At this time, the concave portion 31a serving as the pressure chamber 31, the portion 33a serving as the ink supply hole 33, the portion 8a serving as the IC mounting opening 8, and the portion 7c serving as the FPC connection opening 7 are disposed on the first silicon layer 36a. Although it is formed by etching, the etching stops when it reaches the surface of the SiO ₂ layer 37 that functions as an etching stop layer provided in the silicon substrate 300.
At this time, in the portion of the recess 31a that becomes the pressure chamber 31, the diaphragm 36 is formed in a state in which the second silicon layer 36b located on the lower surface of the SiO ₂ layer 37 maintains a constant diaphragm thickness with high accuracy.

In the above etching process, first, etching is performed using a potassium hydroxide aqueous solution having a concentration of 35 wt% until the remaining thickness of the first silicon layer 36 a becomes, for example, 5 μm, and then water having a concentration of 3 wt%. Etching is performed by switching to a potassium oxide aqueous solution. Thereby, the etching stop sufficiently works, so that the surface roughness of the SiO ₂ layer 37 located on the vibration plate 36 can be prevented, and the portion to be the vibration plate 36 can be formed with a high accuracy thickness. Etching stop is defined as a state in which bubbles generated from the etching surface are stopped, and in actual wet etching, it is determined that the etching is stopped when the generation of bubbles is stopped. Then, after etching, the resist is peeled off.

(J) Next, as shown in FIG. 6 (j), a silicon mask 302 is set on the silicon substrate 300 on which the recess 31a to be the pressure chamber 31 is formed, and RIE (Reactive Ion Etching) dry etching is performed. The IC mounting opening 8 (including the electrode extraction part 46b), the FPC connection opening (not shown), and the ink supply hole 33 are opened. The etching conditions are, for example, a high frequency output of 200 W, a chamber pressure of 39.9 Pa (0.3 Torr), a CF ₄ gas flow rate of 30 cm 3 / min (30 sccm), and an etching time of 60 minutes.

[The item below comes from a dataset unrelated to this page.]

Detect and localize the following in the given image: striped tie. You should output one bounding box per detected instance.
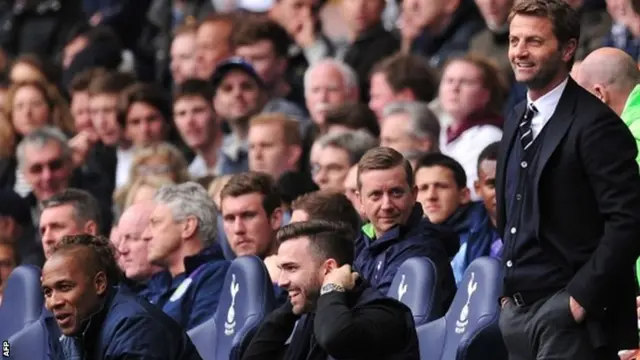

(K) Next, as shown in FIG. 6 (k), a silicon mask 303 different from the silicon mask 302 is set on the silicon substrate 300, and the common electrode 39 is embedded by RIE dry etching. The opening 39a is formed from the TEOS film 35 to the position where it penetrates the first silicon layer 36a and the SiO ₂ layer 37 and contacts the second silicon layer 36b. The opening 39a may be formed to a position below the surface of the second silicon layer 36b (a position deeper than the intermediate SiO ₂ layer 37). For example, the etching depth is set to about 35 μm.

(L) Next, as shown in FIG. 6 (l), using the silicon mask 303, for example, Pt is sputtered into the opening 39a opened as described above, and the common electrode 39 is embedded.

(M) Next, as shown in FIG. 6 (m), the sealing hole 46 a of the gap 42 located in the electrode extraction portion 46 b is sealed with a sealing material 46.
As described above, the cavity substrate 3 can be manufactured in a state in which the silicon substrate 300 is bonded to the electrode substrate 4 on which the individual electrodes 41 are patterned.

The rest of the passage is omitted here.